El joven guardia se vuelve hacia sus colegas.

—Papá, obedece —insisto con más firmeza. Detrás de nosotros se está formando una larga cola de irritados pasajeros más avezados que ya se han quitado los zapatos, el cinturón y el abrigo.

—Vacíe los bolsillos, por favor —interviene un guardia de más edad y aspecto más fiero.

Papá se muestra indeciso.

—Por Dios, papá, esto no es una broma —le digo—. Hazlo y punto.

—¿Puedo vaciarlos sin que ella esté mirando?

—No, hágalo aquí.

—No estoy mirando —digo, y me vuelvo, perpleja.

Papá vacía los bolsillos y oigo ruidos metálicos.

—Señor, le han advertido de que no podía traer estas cosas consigo.

Doy media vuelta y veo que el guardia de seguridad tiene un mechero y un cortaúñas en las manos. La cajetilla de cigarrillos está en la gaveta con el retrato de mamá, junto a un plátano.

—¡Papá!

—Usted no se meta, por favor —interviene el guardia.

—No le hable así a mi hija —protesta papá—. No sabía que no podía traerlo. Sólo dijeron tijeras, pinzas y agua y…

—De acuerdo, lo entendemos, señor, pero vamos a tener que quitárselo —dice el guardia con calma.

—Pero es mi encendedor bueno, ¡no pueden quitármelo! ¿Y qué haré sin mi cortaúñas?

—Compraremos uno nuevo —le digo entre dientes—. Ahora haz lo que te piden.

—Vale —les dirige un gesto grosero—, quédense esas malditas cosas.

—Señor, por favor, quítese la gorra, el chaquetón, los zapatos y el cinturón.

—Es un hombre mayor —le digo al guardia en voz baja para que no nos oiga la gente que se está acumulando detrás de nosotros—. Necesita una silla para quitarse los zapatos. Y no debería hacerlo porque son ortopédicos. ¿No podrían dejarle pasar?

—El aspecto de su zapato derecho nos obliga a comprobarlo —comienza a explicar el guardia, pero papá le oye y explota.

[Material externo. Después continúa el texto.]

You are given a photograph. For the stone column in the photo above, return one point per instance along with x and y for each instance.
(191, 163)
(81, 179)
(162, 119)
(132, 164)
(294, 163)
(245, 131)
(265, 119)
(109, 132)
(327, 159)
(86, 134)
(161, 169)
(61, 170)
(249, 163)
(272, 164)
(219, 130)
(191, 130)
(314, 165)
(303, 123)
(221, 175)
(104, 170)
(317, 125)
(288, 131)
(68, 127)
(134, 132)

—¿Piensa que llevo una bomba en el zapato? Seguro, ¿qué clase de idiota haría algo así? ¿Cree que llevo una bomba plantada en la cabeza, debajo de la gorra, o metida en el cinturón? ¿De verdad piensa que mi plátano es un arma? —Agita el plátano apuntando al personal y haciendo onomatopeyas de disparos—. ¿Se han vuelto todos locos, aquí? Quizá llevo una granada debajo de la… —dice cogiendo la gorra, pero no tiene ocasión de terminar la frase porque se arma un lío tremendo: se llevan a papá a empellones delante de mis propios ojos; luego me conducen a una habitación desangelada y me ordenan que espere allí.